Él la miró con cara de decepcionado.

– Bueno -dijo, en tono modesto-, salimos mucho en las noticias.

Sonrió y la cicatriz de la mejilla se le arrugó, convirtiendo la piel en un pezón. Se acordó de cómo le quedaba la cara y dejó de reír. Maureen se imaginó que los Parlain no cultivaban calabazas gigantes.

– Entre -dijo-. No puedo tener la puerta abierta.

– ¿Por qué?

– Unos tíos me están buscando.

– ¿Sabe algo de Ann?

– ¿Ann? ¿La pobre chica que encontraron? Sí, entre.

Maureen estaba recelosa e insegura, pero se acordó de Kilty y apretó el peine para apuñalar que llevaba en el bolsillo. Entró sigilosamente por el escaso hueco de veinte centímetros que Parlain había abierto la puerta. El cerró la puerta y Maureen observó cómo volvía a echar todos los cerrojos. Intentó recordar el orden y la mecánica de cada uno pero para cuando entró en el salón ya se había olvidado del segundo y del tercero.
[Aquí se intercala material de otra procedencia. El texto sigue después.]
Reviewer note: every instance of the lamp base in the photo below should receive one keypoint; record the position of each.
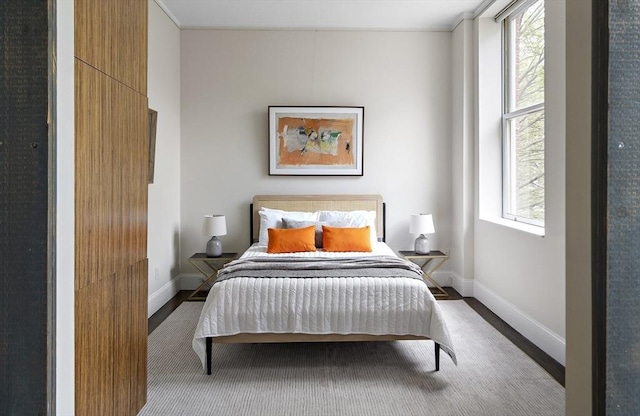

El salón era un rectángulo con una cocina empotrada al fondo y una barra de desayunos americana. Los armarios con estantes de la cocina no estaban bien encajados y faltaban algunas puertas. Los armarios estaban vacíos. Junto a la pared había un sofá barroco de piel verde oscuro con grandes almohadones y, a un lado, una mesita de té que habían limpiado hacía poco y todavía estaba mojada. La habitación estaba ridiculamente limpia. Las paredes estaban pintadas de color blanco deslumbrante. No había ninguna alfombra, sólo unos grandes e inmaculados cuadrados de cartón madera, pintados de negro. La ventana panorámica tenía barrotes por la parte interior.